Das Ergebnis erachten die Freiheitlichen als positiv: Für die Förderung gab es 69 Ansuchen, davon wurden 15 Ansuchen abgelehnt. „54 Ansuchen wurden somit in  41 Gemeinden positiv behandelt“, stellen die Freiheitlichen fest.

Insgesamt gab man für die Geschäfte 543.500 Euro an Förderungen aus.

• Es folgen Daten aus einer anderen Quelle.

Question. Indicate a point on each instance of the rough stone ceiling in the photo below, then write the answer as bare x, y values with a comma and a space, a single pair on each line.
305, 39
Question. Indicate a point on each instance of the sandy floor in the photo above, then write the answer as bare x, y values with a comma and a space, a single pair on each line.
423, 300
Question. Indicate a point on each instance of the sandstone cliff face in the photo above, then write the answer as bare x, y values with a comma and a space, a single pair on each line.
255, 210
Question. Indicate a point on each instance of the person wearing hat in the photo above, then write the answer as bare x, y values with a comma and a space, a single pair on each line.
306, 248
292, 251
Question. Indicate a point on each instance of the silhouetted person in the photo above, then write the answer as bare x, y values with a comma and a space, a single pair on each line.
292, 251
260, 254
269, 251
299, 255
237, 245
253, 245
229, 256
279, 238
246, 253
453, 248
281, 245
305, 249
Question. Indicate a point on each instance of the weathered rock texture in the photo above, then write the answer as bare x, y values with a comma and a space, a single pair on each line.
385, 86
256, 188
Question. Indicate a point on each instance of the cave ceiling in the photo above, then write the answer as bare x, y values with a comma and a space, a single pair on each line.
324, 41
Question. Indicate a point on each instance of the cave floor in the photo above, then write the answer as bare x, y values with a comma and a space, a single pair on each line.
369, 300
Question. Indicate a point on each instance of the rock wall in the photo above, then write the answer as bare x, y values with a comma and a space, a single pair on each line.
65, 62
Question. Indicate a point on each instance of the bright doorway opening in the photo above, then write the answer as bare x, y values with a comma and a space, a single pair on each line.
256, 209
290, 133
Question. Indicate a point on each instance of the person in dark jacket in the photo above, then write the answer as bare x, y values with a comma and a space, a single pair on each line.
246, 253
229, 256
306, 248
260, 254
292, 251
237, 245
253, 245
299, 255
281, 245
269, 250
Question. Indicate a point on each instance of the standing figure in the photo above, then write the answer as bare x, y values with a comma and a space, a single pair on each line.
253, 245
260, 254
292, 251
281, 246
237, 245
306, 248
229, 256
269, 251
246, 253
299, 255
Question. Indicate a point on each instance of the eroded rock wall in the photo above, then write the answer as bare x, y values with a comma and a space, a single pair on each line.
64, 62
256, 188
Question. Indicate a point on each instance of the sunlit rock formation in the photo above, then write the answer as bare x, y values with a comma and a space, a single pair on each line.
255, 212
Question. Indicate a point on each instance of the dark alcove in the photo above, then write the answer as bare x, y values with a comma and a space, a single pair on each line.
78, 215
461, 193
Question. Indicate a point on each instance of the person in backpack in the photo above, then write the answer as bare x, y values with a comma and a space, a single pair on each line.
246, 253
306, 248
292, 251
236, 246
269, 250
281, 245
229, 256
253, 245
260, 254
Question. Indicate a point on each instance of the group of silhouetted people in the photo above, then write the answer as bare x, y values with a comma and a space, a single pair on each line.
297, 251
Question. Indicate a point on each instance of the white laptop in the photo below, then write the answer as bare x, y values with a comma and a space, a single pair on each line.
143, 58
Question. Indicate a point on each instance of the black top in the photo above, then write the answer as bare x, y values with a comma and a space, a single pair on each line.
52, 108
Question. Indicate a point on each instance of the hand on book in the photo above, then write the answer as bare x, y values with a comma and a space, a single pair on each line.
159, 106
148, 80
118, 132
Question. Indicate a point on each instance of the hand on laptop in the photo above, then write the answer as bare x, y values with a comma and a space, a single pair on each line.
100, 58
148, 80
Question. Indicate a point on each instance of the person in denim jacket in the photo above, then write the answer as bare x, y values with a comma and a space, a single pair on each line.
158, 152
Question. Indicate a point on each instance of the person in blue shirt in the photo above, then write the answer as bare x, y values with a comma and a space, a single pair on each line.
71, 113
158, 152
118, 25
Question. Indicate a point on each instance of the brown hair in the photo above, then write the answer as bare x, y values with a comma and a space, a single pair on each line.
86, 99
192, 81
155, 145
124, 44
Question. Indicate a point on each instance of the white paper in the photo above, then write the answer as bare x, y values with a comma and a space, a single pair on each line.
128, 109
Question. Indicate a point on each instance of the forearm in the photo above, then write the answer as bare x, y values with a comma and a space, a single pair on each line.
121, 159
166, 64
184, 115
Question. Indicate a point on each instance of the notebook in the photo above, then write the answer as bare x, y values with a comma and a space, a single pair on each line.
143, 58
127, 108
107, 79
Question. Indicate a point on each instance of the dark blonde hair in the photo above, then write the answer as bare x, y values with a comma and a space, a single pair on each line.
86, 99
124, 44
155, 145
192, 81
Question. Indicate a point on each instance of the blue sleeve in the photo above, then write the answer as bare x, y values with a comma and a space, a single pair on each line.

Zusätzliche Dienste anbieten

„Für uns ist es wichtig, dass die Nahversorgung in den Dörfern erhalten bleibt. Gerade in der derzeitigen Diskussion bei den Apothekendiensten in der Peripherie erkennt man die Wichtigkeit der Nahversorgung für die Menschen unseres Landes. Die Besorgung von Medikamenten für ältere Personen in Zusammenarbeit mit Apotheken könnte ein weiterer Dienst der „Tante-Emma-Läden“ sein“, so die Freiheitlichen.

Was früher für die Erschließung der Bergbauernhöfe galt, gilt nun für die Nahversorgung in den Dörfern:

„Unter Landeshauptmann Luis Durnwalder hieß es immer, dass jeder Bergbauernhof eine Zufahrtsstraße bräuchte, um überleben zu können und damit die Leute auf den Höfen bleiben. Nun hat jeder Hof in Südtirol eine Straße und dies ist auch richtig so. Das gleiche kann man auch für die Nahversorgung in den Dörfern sagen: Jedes Dorf in Südtirol soll einen Nahversorgungsbetrieb – einen „Tante-Emma-Laden“ – haben, damit die Menschen in den Dörfern bleiben und die Lebensqualität erhalten bleibt. Diese Förderungen sind sicher ein positiver Beitrag, die Landflucht zu verhindern“, schließt Stocker.